For retirees, post-tax yields on fixed-income instruments like FDs pose a major challenge. Check out the latest Fixed Deposit Rates at ICICI Bank for comparison. Planning for a secure future also requires comprehensive Insurance Knowledge.

  • The Demand: Targeted concessions or rationalization for fixed income taxation.

  • The Impact: Such measures would provide relief to senior citizens struggling with the gap between interest income and inflation.

5. Extending Section 87A Rebate to Equity Capital Gains

Currently, the rebate under Section 87A does not apply to capital gains from equity investments. Small investors often look toward Microfinance Insights to find alternative growth opportunities for their capital.

  • The Demand: Abhishek Soni suggests extending the rebate to cover equity capital gains to support small retail investors.

  • The Rationale: This change would promote wider participation in the capital markets.

6. Clearer Frameworks for NRIs

Non-Resident Indians (NRIs) represent a growing segment of the Indian capital markets. For tailored cross-border banking solutions, Axis Bank NRI Services offers detailed frameworks. NRIs can also learn about maintaining their financial health through Global Credit Management.

  • The Demand: Experts argue for simpler, clearer, and more consistent frameworks for NRIs.

  • The Goal: Reducing friction in cross-border regulations will encourage long-term participation.

7. Permanent Shift of ITR Deadline

The annual scramble to file Income Tax Returns (ITR) by July 31 often results in confusion. Staying organized with your Financial News and Updates can help you avoid last-minute stress.

  • The Demand: A permanent shift of the due date to August 31.
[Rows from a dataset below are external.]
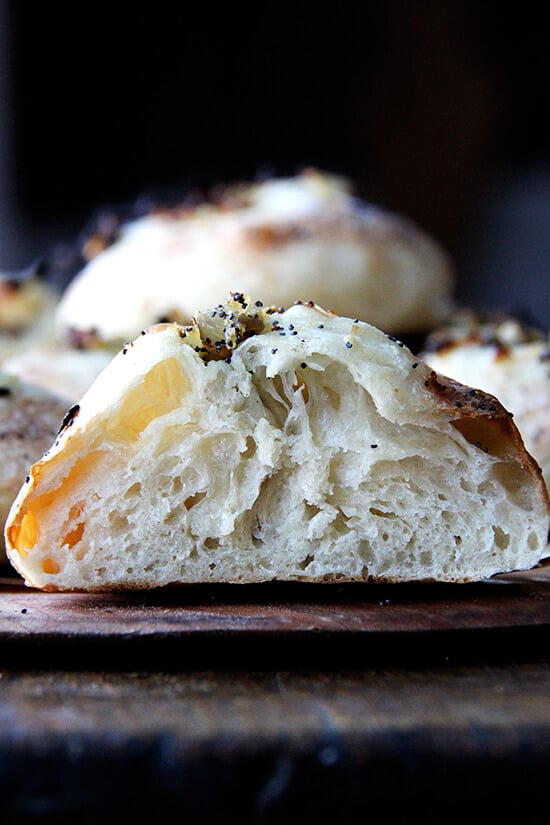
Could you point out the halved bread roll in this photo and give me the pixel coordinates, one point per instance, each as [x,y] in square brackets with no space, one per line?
[255,445]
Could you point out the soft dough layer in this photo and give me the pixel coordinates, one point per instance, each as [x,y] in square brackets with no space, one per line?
[257,445]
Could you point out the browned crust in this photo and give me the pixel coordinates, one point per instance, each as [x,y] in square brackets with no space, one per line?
[486,424]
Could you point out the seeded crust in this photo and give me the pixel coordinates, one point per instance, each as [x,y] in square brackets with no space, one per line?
[256,444]
[283,238]
[29,421]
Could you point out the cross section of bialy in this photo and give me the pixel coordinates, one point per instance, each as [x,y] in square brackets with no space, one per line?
[259,444]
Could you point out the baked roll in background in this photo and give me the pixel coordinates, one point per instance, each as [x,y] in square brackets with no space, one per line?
[255,445]
[507,358]
[303,237]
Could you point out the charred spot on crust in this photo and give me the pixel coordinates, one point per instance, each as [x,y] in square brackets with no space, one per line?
[69,418]
[82,338]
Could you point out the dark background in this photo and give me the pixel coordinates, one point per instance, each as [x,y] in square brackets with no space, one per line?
[433,109]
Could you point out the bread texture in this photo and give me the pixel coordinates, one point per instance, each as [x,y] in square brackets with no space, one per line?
[508,360]
[255,445]
[29,421]
[303,237]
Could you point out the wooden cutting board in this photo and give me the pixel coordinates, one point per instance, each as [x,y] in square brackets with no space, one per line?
[276,615]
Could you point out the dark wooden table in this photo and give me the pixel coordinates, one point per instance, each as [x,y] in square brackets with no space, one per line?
[277,703]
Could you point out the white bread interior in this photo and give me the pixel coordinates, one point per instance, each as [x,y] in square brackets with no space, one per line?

  • The Benefit: This adjustment would improve compliance rates and reduce stress for taxpayers.

Conclusion

As the Finance Minister prepares for Budget 2026, taxpayers want a regime that acknowledges inflation and supports housing. Whether it is through a hike in the standard deduction or a revision of the 80C limit, these changes could significantly alter the financial landscape. For more tips on managing your money, visit CreditCares.in.


FAQs: Income Tax Slabs & Budget 2026

Q1: What is the current standard deduction?

A: It is currently Rs 75,000 under the new regime. Experts want it raised to Rs 1 lakh.

Q2: Are there home loan benefits in the new regime?

A: No, but experts are urging the government to introduce them to help First-time Homebuyers.

Q3: What is the proposed Section 80C limit?

A: Experts are demanding an increase from Rs 1.5 lakh to Rs 2.5 lakh to support Wealth Building.

Q4: Will the ITR filing deadline change?

A: Experts suggest shifting it to August 31 to improve Tax Compliance.